Hundreds of thousands of rape kits are left untested across the country, leaving victims without answers and without closure.
In July 2015 as part of a joint Tegna-USA Today investigation, 11Alive reported how the Georgia Bureau of Investigations had a backlog of about 270 untested kits. Months later, in September of 2015, the GBI was awarded nearly $2 million to eliminate the backlog of untested rape kits. It led the bureau to hire a third-party company to help test the kits and get the agency caught up.
Now, the agency says that third-party company is now testing 100 out of the 250 new kits it receives each month. And since testing began, about 250 suspects have been identified through the crime database.
While it's certainly progress, not every rape victim has received results, including one victim 11Alive's Natisha Lance spoke to.
Susan Schuenemann has lived 33 years without knowing the man who raped her when she was just 19 years old.
"He forced me to perform oral sex on him before each time he would rape me," she recalled. "There were many times."
Schuenemann shared some of the crucial evidence from her case, either forgotten or lost.
"These were crime scene pictures, but they were not developed until 2005," she explained.
Schuenemann told 11Alive it angers her that there are still so many untested rape kits, evidence that could put some of the perpetrators behind bars.
"There's such a lack of accountability, and this person changed my life forever," she said, describing how she just wants closure. "t's just a desire to put a name and face with someone who changed mine so greatly."
Nation-wide, there are nearly 400,000 rape kits still waiting to be tested. In Georgia, there are nearly 3,000 still. About 1,600 of those just from last year alone.
"When I hear the numbers... it really hurts," she said. "There's always that glimmer that hope that mine is in there, but it hasn't panned out that way."

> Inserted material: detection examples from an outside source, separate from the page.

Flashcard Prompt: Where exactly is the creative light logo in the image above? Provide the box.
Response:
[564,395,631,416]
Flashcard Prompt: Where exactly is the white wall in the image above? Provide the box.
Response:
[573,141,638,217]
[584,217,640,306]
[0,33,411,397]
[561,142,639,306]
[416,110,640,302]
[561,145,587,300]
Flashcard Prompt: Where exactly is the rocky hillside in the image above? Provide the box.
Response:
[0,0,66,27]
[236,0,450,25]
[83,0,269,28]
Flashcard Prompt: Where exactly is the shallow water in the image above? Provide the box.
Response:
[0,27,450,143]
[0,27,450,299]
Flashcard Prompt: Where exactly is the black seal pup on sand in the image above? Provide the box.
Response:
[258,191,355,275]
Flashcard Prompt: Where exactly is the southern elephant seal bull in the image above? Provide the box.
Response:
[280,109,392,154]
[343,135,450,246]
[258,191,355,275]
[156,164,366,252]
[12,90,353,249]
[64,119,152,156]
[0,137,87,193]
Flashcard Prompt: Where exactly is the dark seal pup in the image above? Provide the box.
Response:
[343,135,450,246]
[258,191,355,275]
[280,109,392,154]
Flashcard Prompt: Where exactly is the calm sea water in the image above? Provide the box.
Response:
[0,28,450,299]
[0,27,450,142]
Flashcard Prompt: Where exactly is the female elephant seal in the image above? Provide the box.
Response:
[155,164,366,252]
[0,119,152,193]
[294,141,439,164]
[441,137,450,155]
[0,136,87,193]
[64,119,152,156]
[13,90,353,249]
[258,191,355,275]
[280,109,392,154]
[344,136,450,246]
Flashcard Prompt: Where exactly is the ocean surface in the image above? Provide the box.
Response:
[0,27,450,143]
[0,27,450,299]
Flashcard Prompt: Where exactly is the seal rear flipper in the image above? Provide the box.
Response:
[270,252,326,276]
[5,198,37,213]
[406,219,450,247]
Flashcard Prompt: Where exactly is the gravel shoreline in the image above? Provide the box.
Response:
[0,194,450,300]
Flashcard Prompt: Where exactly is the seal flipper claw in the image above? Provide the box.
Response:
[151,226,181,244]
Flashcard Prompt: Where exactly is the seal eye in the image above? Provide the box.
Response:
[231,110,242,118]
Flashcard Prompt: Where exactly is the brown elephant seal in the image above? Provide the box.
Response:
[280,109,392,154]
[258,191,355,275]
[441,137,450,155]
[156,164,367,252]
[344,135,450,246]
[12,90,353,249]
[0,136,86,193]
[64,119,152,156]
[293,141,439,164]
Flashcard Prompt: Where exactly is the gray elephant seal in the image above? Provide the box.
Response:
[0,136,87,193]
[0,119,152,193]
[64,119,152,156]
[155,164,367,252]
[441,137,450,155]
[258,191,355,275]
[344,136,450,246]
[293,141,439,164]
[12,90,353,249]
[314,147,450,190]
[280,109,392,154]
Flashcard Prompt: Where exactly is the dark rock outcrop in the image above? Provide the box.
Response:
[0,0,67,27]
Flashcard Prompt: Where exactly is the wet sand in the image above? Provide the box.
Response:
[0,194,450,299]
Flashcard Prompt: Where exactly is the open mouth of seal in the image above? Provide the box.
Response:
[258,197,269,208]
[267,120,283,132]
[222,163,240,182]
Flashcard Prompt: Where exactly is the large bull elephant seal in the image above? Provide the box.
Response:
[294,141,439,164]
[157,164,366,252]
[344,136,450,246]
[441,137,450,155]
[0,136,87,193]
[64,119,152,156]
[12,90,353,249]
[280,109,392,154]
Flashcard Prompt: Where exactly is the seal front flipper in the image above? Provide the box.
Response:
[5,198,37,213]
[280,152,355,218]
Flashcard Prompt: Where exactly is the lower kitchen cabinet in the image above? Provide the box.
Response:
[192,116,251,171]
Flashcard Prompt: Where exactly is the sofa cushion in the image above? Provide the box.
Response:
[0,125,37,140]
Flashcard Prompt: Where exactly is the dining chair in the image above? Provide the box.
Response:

The cause behind the sky-high number of untested kits is debatable. Some blame lack of resources, but others say it's they've just been lost track of. For a case like Schuenemann's, it was just lack of technology.
Regardless, Schuenemann said she just wants some sort of resolution after waiting all this time.
"For the last 13 years it's been a fight to find him, but also to hold (accountable) those who should have investigated what happened to me," she said.
Investigators expect all the testing to be complete by July 2019.